I apologise for the title of this blog but the reason for my zzzzs is the older I get the more the Academy Awards is becoming a “snoozesfest” as time and again they signify they are more about PR and savvy marketing than they are about actually rewarding the best in the business.

Take American Sniper for starters which was nominated for Best Film whilst Bradley Cooper got the nod for Best Actor. The film has a Metacritic rating of 72 whilst Selma which scores 89 was only nominated for best film and its lead David Oyelowo wasn’t even nominated despite the early buzz around his performance.

Let’s not just use this Oscars as an example as in 1974, Al Pacino and Jack Nicholson were in their prime, and turned in two of the most iconic performances in the history of American cinema–Nicholson as J.J. Gittes in Chinatown, Pacino as Michael Corleone in The Godfather Part II.

Unfortunately it would appear your prime isn’t necessarily a good place to be in the eyes of the Academy. No matter what it says on the statue, most Oscars are at least partially lifetime achievement awards that factor in things like how “due” you are. Neither Nicholson or Pacino won as the award was given to Art Carney for playing an old man on a cross country trip with his cat in a movie called Harry and Tonto

You see, skipping Pacino in 1974 meant that come 1992, he was “due.” So 18 years after the initial screw up, the Academy gave Pacino the Oscar for doing a Yosemite Sam impression in Scent of a Woman. This, in turn screwed over Denzel Washington for Malcolm X, who then had to be given a make-up Oscar in 2001 for his role in Training Day which is arguably one of his least impressive movies.

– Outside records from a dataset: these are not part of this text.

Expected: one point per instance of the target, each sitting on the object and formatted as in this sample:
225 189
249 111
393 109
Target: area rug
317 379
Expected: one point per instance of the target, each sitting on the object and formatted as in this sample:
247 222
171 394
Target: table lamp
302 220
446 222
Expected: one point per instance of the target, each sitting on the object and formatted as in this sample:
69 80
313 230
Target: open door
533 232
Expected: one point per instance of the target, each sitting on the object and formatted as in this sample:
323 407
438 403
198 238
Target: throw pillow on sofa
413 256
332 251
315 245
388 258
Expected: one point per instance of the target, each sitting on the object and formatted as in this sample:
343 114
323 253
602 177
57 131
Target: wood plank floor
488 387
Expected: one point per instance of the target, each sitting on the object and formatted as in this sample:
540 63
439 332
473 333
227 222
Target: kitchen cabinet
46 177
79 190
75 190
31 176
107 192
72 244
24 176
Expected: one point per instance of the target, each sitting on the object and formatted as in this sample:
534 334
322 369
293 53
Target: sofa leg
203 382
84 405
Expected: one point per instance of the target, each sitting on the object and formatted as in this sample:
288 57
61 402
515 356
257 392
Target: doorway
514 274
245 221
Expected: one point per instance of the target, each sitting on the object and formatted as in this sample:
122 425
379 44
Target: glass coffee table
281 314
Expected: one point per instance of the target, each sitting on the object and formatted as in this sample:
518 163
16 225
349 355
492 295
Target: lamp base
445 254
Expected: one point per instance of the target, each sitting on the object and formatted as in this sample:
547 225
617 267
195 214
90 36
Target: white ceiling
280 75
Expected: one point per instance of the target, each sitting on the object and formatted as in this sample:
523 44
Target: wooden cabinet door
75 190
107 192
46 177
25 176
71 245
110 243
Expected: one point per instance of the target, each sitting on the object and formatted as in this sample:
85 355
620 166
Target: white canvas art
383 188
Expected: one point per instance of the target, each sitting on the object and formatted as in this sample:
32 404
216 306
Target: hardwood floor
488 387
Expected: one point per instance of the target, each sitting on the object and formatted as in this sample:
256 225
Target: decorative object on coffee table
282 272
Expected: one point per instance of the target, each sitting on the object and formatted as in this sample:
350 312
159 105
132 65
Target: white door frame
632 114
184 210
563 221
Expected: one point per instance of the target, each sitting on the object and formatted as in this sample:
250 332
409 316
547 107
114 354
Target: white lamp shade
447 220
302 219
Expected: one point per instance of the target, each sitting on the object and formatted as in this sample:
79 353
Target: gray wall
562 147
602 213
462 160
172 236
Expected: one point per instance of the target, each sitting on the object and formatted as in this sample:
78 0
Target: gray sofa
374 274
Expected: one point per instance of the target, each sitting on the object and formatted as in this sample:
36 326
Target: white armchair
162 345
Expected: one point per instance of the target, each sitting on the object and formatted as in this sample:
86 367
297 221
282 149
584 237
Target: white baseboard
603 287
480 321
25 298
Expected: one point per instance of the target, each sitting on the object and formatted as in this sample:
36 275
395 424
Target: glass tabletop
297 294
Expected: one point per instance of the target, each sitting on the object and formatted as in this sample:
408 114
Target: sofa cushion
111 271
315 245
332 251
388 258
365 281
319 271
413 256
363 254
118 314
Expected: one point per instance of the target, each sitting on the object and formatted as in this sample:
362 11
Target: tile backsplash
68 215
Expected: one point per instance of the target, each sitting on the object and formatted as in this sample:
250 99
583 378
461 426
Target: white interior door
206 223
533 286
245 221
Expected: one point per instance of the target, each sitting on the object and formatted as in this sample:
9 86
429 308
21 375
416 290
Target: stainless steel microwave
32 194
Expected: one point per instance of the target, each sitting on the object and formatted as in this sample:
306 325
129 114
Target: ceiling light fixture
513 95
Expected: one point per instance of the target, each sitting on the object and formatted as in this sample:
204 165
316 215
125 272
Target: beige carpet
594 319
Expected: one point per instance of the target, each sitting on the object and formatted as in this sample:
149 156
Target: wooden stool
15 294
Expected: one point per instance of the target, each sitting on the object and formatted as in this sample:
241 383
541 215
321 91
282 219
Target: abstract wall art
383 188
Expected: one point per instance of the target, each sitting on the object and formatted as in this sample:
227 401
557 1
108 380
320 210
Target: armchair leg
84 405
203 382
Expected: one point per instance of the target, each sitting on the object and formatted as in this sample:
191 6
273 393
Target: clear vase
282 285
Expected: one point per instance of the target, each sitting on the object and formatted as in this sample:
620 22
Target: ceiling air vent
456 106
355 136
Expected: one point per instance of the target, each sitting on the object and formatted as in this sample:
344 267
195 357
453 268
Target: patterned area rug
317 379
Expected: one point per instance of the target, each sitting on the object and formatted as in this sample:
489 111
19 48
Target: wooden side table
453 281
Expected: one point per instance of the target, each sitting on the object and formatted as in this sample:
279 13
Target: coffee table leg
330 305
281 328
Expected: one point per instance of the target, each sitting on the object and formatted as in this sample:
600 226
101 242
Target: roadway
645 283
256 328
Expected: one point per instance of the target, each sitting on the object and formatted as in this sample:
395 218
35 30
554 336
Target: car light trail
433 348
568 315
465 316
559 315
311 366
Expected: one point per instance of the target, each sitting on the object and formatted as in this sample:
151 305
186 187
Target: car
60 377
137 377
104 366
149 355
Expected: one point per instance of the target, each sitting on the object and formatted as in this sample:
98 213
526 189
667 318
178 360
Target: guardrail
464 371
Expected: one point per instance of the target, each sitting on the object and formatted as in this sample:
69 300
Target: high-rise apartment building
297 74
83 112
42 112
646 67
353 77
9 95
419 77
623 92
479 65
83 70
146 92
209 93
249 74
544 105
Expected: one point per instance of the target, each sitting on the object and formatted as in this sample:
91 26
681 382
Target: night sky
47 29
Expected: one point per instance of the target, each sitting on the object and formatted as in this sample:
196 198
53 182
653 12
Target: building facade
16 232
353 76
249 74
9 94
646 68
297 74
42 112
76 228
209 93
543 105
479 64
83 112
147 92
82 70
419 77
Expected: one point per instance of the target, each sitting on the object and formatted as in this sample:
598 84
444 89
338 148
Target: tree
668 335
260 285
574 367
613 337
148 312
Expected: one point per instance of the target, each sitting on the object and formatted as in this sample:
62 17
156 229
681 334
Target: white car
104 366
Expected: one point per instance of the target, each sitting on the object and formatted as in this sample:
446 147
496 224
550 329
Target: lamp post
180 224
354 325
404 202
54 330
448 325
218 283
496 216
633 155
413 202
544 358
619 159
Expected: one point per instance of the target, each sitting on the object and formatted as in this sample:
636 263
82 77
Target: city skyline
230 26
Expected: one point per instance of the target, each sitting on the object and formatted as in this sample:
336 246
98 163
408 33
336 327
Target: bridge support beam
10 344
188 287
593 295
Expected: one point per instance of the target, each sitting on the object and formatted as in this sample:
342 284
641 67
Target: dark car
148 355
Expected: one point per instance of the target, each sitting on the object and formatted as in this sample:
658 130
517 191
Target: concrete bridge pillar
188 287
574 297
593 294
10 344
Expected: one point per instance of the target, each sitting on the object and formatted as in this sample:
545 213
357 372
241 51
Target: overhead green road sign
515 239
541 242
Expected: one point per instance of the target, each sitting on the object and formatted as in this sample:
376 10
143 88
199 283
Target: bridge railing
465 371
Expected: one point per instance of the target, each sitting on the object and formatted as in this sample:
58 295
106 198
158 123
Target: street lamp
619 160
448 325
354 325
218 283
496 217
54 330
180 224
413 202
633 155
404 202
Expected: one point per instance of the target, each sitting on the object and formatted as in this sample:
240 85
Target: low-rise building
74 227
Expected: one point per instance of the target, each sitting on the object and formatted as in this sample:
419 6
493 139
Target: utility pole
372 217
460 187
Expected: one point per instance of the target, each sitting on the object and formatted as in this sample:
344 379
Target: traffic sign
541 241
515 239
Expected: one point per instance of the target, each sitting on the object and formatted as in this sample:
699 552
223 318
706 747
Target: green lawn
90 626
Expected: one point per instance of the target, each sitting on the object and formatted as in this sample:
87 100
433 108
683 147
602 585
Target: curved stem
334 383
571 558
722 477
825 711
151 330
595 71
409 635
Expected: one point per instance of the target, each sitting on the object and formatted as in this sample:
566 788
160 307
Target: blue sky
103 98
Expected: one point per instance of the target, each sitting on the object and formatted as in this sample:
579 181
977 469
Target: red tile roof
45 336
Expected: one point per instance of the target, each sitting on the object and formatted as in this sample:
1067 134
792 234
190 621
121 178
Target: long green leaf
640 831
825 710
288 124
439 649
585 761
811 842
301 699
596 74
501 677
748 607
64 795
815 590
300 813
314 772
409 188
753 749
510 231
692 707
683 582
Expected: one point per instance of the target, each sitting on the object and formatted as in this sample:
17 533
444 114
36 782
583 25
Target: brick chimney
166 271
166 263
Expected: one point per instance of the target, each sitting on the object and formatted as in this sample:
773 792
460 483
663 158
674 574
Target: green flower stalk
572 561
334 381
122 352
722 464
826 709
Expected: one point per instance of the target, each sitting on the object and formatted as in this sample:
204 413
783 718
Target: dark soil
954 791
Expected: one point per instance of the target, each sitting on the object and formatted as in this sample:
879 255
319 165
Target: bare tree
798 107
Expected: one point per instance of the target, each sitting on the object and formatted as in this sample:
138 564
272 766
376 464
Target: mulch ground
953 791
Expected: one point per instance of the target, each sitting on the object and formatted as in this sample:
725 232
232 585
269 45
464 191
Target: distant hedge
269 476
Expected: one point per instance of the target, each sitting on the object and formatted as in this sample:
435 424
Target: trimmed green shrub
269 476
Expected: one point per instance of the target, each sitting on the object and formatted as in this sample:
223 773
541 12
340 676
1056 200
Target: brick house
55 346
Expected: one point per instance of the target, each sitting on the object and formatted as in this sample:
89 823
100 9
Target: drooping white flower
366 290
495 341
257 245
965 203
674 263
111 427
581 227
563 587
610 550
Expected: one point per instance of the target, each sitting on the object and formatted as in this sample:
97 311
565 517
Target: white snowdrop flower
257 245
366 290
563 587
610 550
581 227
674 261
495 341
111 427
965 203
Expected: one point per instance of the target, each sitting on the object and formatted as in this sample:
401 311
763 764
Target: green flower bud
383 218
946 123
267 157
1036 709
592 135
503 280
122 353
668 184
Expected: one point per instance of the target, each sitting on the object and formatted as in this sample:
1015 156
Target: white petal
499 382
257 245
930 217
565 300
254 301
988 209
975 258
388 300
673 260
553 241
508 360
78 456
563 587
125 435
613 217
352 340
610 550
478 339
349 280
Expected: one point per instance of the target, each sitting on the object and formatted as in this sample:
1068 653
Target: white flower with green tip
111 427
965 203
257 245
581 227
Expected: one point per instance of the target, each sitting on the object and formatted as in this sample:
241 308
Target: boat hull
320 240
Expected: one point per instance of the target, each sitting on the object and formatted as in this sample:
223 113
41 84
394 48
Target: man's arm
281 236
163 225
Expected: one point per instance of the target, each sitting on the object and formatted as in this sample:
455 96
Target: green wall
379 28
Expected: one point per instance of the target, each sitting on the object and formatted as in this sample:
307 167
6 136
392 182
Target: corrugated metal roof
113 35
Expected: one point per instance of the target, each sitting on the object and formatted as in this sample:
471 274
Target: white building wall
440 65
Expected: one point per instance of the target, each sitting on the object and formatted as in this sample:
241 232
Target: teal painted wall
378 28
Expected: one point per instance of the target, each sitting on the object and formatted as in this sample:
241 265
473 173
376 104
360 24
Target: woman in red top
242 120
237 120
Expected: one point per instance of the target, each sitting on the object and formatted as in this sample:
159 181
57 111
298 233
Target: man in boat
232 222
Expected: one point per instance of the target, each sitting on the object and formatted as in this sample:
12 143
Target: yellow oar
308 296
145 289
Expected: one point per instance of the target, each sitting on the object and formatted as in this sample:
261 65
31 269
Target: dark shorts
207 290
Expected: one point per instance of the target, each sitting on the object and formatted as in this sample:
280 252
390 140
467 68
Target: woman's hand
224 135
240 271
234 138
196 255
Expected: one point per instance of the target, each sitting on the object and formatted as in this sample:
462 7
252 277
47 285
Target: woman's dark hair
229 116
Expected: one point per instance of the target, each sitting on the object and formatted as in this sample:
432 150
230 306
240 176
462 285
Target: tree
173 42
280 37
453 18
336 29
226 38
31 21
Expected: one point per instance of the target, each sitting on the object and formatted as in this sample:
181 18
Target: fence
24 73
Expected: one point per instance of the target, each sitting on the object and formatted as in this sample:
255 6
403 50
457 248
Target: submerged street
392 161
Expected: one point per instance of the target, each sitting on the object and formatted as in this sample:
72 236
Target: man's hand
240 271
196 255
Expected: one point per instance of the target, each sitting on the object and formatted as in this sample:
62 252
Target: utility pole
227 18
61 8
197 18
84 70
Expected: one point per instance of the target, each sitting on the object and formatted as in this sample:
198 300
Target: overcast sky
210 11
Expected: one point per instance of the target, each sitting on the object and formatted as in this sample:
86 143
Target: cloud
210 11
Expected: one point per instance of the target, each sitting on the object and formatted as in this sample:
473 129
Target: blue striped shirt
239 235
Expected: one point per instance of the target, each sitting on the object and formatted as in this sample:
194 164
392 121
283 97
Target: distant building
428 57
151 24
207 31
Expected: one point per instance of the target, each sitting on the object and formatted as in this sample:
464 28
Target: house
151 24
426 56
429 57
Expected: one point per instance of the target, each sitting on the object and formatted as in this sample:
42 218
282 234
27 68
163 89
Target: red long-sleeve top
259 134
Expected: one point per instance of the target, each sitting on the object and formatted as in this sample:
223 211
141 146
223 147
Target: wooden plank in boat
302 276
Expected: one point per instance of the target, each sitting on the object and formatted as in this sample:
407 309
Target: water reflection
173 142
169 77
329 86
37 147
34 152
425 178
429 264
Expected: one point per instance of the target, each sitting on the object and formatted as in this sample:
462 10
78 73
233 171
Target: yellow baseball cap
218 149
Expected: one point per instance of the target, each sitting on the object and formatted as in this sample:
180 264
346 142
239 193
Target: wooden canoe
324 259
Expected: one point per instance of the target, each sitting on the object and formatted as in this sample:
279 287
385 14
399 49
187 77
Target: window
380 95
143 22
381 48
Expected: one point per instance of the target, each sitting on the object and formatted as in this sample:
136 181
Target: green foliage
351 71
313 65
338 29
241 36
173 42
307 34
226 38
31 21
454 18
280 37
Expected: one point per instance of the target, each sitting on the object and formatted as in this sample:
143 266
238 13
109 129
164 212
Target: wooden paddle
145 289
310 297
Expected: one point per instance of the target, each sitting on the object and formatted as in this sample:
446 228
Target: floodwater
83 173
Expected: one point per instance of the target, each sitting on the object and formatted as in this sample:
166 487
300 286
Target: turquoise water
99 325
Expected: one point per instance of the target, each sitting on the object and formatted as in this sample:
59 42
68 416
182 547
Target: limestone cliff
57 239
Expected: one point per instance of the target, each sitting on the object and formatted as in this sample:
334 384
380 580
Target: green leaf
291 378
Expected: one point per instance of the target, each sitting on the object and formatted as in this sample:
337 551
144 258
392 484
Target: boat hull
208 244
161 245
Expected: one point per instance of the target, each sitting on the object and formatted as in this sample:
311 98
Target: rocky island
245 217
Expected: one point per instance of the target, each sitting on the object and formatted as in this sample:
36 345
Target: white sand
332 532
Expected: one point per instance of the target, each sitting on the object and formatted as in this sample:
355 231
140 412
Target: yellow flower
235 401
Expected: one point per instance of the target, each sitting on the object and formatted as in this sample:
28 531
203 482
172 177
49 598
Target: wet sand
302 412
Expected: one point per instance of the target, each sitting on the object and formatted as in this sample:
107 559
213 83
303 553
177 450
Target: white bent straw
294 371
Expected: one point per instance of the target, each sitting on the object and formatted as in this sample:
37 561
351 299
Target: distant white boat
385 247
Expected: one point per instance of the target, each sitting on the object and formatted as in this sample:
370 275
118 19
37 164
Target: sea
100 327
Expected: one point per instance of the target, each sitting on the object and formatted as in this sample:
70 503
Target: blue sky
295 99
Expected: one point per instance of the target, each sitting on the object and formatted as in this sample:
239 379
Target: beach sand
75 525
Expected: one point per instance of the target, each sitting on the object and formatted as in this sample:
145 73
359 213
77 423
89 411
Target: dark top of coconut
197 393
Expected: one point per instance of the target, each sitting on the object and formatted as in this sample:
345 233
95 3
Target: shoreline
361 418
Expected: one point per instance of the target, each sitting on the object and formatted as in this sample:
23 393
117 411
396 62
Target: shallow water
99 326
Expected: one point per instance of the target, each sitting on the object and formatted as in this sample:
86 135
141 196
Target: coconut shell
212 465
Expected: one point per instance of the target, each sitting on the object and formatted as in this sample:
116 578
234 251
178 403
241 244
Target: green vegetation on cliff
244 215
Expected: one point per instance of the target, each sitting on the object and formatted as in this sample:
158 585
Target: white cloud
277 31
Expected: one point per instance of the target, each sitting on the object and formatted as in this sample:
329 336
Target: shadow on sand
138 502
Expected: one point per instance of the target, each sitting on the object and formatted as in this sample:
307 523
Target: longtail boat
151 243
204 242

This raises the important question: Who cares? Why should we feel sorry for Al Pacino? The problem is that as little as they should matter, the actors, writers and directors who make our movies live and die with each Academy decision. It’s why Pacino has shouted every line of dialog since 1992 in an inexplicable Cajun accent.

Similarly Pulp Fiction came out the same year as Shawshank Redemption, regarded by many as the greatest film ever made. Pretty good year for movies, yet neither won Best Picture in 2004–that went to Bob Zemeckis’s Forrest Gump. Gump was a pretty enjoyable film at the time but Pulp Fiction changed the way people made movies for an entire decade. Forrest Gump made sure that people remembered that life is indeed like a box of chocolates.

This is a gentle reminder to you, the discerning reader, that if you treat the Oscars as some sort of authority on what makes a film great, you’re doing it wrong.